Sagrada Reset – 18

Now that Kei knows that Urachi Masamune is trying to eliminate abilities from Sakurada, he tries to determine what Urachi’s next move will be…and that inevitably leads to Ukawa Sasane, quietly the most powerful—and thus most potentially dangerous—of all the town’s ability users.

Urachi indeed pursues Ukawa, but not directly. He sends Tsushima, a non-user, to convince her to join the cause, siting the potential danger of ability users unconsciously and spontaneously activating their powers.

As Kei enlists the help of Murase and Nonoo to locate Ukawa, Haruki, whom he doesn’t enlist, just happens to visit the cat shrine, just for the heck of it.

Haruki expresses how she feels and how she’s worried her recent increased “selfishness” will annoy Kei. Nonoo doesn’t think it will, nor does she subscribe to Haruki’s notions of “being good enough.”

Haruki already has become more than Kei could ever have hoped for. The emotions she now feels are still new, but fiercely felt; a warm fire now burns within her cool, calm exterior. If she were to kiss Kei now, as opposed to the first time, I don’t doubt she’d actually feel something…feel quite a bit, for that matter.

As for Kei’s attempt to get to Ukawa before the Bureau, it fails. Ukawa unleashes her ability, and the rainy clouds part. Kei’s entreaties to Tsushima, about why abilities are the one problem out of all of the problems in the world, that must be dealt with, are largely brushed aside.

Tsushima urges Kei to embrace becoming a normal high school student, which also means being a normal boyfriend, and eventually a normal salaryman and husband and father.
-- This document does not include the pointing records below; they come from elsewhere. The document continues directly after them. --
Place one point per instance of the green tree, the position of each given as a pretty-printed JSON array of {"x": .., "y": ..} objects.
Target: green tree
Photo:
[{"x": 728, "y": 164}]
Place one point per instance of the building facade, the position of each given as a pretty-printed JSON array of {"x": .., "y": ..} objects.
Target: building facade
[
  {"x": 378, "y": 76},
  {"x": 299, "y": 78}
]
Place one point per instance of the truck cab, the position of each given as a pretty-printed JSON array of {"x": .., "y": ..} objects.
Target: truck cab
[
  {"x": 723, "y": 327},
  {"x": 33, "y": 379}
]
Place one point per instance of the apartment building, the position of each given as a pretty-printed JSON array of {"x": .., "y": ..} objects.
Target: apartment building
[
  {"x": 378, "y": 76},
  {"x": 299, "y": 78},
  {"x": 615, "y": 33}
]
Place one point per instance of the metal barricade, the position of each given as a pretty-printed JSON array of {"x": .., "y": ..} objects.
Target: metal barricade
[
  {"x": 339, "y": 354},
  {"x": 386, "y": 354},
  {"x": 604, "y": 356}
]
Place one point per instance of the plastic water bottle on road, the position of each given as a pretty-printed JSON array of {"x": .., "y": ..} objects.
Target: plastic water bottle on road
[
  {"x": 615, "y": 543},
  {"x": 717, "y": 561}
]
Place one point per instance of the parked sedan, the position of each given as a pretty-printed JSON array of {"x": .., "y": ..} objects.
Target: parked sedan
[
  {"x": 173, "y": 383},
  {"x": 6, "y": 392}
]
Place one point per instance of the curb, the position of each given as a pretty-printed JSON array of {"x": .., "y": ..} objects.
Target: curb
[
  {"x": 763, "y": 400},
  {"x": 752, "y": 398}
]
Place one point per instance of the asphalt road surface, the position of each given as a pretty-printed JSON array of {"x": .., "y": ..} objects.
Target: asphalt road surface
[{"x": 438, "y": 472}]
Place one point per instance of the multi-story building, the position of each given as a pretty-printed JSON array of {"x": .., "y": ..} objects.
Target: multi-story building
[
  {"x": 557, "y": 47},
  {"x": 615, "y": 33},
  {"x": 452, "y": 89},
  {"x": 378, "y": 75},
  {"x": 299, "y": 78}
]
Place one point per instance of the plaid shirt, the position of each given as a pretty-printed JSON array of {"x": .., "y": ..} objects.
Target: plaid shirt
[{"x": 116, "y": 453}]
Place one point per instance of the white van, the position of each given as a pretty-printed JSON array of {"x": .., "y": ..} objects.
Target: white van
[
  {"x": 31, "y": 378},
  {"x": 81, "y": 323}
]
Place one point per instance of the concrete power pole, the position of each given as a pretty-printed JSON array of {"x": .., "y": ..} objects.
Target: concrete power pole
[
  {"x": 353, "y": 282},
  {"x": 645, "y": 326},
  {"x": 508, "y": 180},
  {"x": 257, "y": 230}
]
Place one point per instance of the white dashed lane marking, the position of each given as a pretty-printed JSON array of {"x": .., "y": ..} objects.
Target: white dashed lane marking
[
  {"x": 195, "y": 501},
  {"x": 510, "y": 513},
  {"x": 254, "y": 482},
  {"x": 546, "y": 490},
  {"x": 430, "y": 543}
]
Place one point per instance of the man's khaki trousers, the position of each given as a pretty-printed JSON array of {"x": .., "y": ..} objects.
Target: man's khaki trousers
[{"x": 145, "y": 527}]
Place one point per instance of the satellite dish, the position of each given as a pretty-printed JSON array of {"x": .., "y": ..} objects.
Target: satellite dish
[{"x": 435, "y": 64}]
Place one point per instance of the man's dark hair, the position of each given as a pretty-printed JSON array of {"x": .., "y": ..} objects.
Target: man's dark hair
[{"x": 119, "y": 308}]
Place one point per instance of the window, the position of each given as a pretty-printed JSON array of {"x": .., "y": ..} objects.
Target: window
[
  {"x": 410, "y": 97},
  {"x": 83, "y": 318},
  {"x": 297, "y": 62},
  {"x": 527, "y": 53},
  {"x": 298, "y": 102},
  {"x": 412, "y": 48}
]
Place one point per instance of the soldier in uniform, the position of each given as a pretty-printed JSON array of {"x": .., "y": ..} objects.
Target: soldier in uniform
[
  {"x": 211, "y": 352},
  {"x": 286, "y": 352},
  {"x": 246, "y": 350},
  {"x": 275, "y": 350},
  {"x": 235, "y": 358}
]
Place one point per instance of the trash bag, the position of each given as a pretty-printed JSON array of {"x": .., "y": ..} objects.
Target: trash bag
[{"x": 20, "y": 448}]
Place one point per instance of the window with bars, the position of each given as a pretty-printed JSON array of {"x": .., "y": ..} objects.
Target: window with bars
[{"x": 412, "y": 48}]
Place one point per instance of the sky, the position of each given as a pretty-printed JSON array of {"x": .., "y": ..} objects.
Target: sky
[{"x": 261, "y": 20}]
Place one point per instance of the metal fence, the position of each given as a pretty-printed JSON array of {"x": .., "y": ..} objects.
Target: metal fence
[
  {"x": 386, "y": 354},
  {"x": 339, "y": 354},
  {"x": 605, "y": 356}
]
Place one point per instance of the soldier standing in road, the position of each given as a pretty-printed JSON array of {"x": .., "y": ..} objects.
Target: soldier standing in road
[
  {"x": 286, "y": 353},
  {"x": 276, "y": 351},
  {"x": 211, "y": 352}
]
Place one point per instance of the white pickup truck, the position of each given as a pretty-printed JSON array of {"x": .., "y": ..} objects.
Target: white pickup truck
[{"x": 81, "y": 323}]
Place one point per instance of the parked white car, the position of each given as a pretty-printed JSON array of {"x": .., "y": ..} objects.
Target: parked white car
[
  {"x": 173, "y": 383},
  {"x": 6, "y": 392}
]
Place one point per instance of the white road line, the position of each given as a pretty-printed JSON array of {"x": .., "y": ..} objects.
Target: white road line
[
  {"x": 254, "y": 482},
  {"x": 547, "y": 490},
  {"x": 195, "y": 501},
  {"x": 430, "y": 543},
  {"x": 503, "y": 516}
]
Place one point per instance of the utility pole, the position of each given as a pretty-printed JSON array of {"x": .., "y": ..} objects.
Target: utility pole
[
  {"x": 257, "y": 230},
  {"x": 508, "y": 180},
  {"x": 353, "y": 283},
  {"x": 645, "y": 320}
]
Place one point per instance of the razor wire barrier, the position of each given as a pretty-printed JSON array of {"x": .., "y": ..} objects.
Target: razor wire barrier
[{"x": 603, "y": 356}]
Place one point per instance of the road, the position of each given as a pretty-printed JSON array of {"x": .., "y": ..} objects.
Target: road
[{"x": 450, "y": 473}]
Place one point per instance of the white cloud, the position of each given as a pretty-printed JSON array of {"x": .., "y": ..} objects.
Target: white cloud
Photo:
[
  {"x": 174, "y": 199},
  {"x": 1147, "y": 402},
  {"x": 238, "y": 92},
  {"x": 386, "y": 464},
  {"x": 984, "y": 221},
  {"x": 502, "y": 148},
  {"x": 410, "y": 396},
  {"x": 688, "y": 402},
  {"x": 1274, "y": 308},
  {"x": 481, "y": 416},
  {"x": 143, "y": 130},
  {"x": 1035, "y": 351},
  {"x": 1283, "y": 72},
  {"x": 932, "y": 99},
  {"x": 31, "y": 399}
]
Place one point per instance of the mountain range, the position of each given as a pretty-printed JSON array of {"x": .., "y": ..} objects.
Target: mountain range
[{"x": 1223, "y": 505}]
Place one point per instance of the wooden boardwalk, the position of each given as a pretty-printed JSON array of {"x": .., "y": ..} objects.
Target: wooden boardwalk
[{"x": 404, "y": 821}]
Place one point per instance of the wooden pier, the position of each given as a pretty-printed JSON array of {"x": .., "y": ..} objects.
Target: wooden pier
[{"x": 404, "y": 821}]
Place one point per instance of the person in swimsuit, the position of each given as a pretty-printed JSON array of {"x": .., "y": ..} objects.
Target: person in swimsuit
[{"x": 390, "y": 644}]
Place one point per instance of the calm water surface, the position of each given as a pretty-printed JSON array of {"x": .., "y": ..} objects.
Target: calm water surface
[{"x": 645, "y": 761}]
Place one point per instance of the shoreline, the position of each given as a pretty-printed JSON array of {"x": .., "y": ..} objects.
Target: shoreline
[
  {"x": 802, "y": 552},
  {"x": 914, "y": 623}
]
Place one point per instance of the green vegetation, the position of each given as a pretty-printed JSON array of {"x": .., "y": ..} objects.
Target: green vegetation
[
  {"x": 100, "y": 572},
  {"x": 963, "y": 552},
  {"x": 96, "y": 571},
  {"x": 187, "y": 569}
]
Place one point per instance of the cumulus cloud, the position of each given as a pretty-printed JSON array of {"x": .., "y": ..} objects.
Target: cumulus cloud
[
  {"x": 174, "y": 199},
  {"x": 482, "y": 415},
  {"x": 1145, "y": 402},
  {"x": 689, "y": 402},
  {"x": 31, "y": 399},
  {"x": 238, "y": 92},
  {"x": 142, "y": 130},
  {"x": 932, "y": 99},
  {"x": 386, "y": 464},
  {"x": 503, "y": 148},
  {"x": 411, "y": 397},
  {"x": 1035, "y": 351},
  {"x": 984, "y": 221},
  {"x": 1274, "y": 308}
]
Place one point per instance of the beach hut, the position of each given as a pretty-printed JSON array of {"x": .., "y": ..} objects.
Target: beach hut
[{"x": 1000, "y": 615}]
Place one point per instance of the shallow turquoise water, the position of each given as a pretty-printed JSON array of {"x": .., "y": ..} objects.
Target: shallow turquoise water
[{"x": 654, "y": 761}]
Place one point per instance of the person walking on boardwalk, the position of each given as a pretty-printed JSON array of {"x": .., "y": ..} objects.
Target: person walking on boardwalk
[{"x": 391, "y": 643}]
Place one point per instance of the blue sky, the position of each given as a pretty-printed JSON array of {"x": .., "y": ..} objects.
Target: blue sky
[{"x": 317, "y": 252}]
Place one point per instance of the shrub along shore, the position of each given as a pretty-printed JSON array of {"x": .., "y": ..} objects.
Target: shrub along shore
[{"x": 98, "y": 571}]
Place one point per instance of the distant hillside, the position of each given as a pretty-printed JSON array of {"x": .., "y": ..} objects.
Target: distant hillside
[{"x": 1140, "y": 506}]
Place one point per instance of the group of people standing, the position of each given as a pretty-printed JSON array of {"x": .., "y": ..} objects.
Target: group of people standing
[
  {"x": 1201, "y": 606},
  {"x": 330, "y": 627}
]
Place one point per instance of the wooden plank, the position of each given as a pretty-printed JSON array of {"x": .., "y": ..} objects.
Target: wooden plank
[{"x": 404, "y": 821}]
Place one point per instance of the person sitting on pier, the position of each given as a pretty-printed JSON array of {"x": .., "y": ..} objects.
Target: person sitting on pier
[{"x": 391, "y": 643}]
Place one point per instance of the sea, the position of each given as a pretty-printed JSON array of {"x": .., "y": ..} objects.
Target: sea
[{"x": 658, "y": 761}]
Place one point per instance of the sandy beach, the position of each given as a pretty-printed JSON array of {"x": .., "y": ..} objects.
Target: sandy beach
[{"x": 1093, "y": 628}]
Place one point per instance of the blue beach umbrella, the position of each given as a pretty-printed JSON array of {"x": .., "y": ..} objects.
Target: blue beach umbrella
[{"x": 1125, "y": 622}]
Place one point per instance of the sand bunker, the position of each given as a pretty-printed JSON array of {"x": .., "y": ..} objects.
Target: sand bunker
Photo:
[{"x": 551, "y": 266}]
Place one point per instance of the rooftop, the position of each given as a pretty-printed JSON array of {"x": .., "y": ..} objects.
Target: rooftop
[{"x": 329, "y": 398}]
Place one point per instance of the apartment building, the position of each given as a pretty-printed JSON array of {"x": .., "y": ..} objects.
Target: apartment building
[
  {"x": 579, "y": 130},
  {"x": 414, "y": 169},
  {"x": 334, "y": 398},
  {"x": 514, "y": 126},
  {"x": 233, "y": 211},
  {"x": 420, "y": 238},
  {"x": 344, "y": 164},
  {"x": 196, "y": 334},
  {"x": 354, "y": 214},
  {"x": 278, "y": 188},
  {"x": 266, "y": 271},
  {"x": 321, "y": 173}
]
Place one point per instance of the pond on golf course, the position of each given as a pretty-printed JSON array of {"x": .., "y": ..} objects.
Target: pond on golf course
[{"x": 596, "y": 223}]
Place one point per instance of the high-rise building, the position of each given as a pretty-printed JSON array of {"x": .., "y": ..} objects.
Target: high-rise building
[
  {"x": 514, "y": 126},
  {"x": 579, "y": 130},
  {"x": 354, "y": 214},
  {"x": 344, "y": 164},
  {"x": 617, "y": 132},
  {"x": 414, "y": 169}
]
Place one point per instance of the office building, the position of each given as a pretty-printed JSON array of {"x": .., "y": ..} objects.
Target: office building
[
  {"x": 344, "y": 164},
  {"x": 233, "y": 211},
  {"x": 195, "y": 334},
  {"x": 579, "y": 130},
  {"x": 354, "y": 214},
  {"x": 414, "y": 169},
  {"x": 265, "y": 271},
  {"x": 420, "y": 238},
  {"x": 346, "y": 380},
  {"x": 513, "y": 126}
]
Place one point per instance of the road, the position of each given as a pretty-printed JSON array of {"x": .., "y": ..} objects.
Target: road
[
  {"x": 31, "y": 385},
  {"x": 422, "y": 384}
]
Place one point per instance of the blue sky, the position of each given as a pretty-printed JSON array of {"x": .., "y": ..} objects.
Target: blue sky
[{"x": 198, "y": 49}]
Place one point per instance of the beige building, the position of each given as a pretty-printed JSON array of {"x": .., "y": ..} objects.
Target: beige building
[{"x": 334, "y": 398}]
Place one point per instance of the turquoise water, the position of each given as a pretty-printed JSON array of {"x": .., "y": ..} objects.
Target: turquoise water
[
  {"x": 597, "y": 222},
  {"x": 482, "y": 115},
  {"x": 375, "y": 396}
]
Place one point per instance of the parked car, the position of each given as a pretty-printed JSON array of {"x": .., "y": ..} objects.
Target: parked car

And as I’ve mentioned in earlier reviews…would that really be the worst thing? Kei and Haruki are, as their advisor says, burdened with too many unnecessary things.

Those things are very much putting a lot of strain on someone, trying to be a hero, but sacrificing his own life and happiness in the process. Tsushima thinks that’s wrong, and it’s why he convinced Ukawa to use her ability, thus compelling the Bureau to eliminate abilities.

But this episode presents a new and potentially terrifying prospect: Asai Kei can’t ever be normal. Urachi and the Bureau will eliminate abilities by eliminating memories of them in every man, woman, and child in Sakurada. But Kei’s memories won’t be affected.

Kei alone will remember the forty years of time Sakurada was a town of ability users. He is a loose end, and the way he sees it, killing him is the only way to eliminate his memories. Will Urachi stoop that low? Can he really call the town he’s trying to bring about “sacred” after that?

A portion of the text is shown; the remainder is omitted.